- Kensing Location within Texas Kensing Location within the United States
- Coordinates: 33°24′21″N 95°25′54″W﻿ / ﻿33.40583°N 95.43167°W
- Country: United States
- State: Texas
- County: Delta
- Elevation: 397 ft (121 m)
- Time zone: UTC-6 (Central (CST))
- • Summer (DST): UTC-5 (CDT)
- Area codes: 903 & 430
- GNIS feature ID: 1380025

= Kensing, Texas =

Kensing is an unincorporated community in Delta County, Texas, United States.
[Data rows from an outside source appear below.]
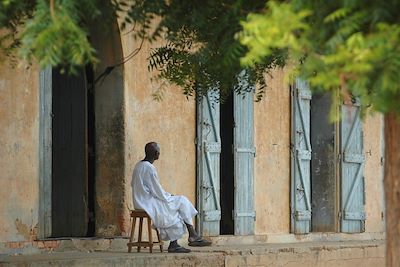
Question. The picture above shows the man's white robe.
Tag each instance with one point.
(169, 213)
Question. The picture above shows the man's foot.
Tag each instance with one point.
(199, 242)
(174, 247)
(178, 249)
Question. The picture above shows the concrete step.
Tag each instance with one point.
(320, 254)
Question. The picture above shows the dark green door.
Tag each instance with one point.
(69, 154)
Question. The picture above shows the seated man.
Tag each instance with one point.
(171, 214)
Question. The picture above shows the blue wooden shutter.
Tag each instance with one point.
(244, 152)
(209, 149)
(352, 169)
(301, 158)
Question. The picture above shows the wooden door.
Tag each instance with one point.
(208, 151)
(69, 155)
(244, 153)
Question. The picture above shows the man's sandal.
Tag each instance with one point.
(178, 249)
(200, 242)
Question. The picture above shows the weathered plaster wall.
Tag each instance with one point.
(19, 135)
(110, 203)
(272, 161)
(170, 122)
(374, 198)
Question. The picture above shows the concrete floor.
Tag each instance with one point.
(329, 253)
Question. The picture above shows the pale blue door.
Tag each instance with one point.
(301, 158)
(244, 152)
(208, 152)
(352, 169)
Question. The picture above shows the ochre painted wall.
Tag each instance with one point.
(19, 136)
(272, 163)
(171, 122)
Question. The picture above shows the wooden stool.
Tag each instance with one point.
(142, 214)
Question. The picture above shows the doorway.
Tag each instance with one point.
(227, 166)
(72, 194)
(323, 166)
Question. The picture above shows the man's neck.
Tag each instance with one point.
(149, 160)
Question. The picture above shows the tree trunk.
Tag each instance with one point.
(392, 189)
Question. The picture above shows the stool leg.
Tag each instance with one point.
(140, 233)
(150, 235)
(132, 234)
(159, 240)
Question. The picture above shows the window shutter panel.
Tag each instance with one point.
(301, 158)
(352, 169)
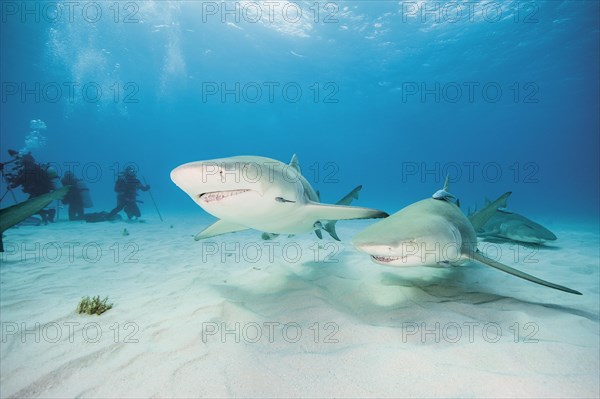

According to the Handbook of Texas, the community had a population of 35 in 2000.

==History==
Kensing today was founded in the early 1900s around the Dee Flanniken sawmill. Its name is a portmanteau of the surnames of two local families, Flanniken and Sansing. The population was 35 as of 2000.

==Geography==
Kensing is located on Farm to Market Road 895 in a richly wooded delta on the Sulphur River, 6 mi east of Charleston in extreme-eastern Delta County.

==Education==
Kensing's first school was founded in 1902 and was on the 1936 county highway map. It remained open in 1951, then closed in 1963. Since 1970, Kensing has been served by the Cooper Independent School District.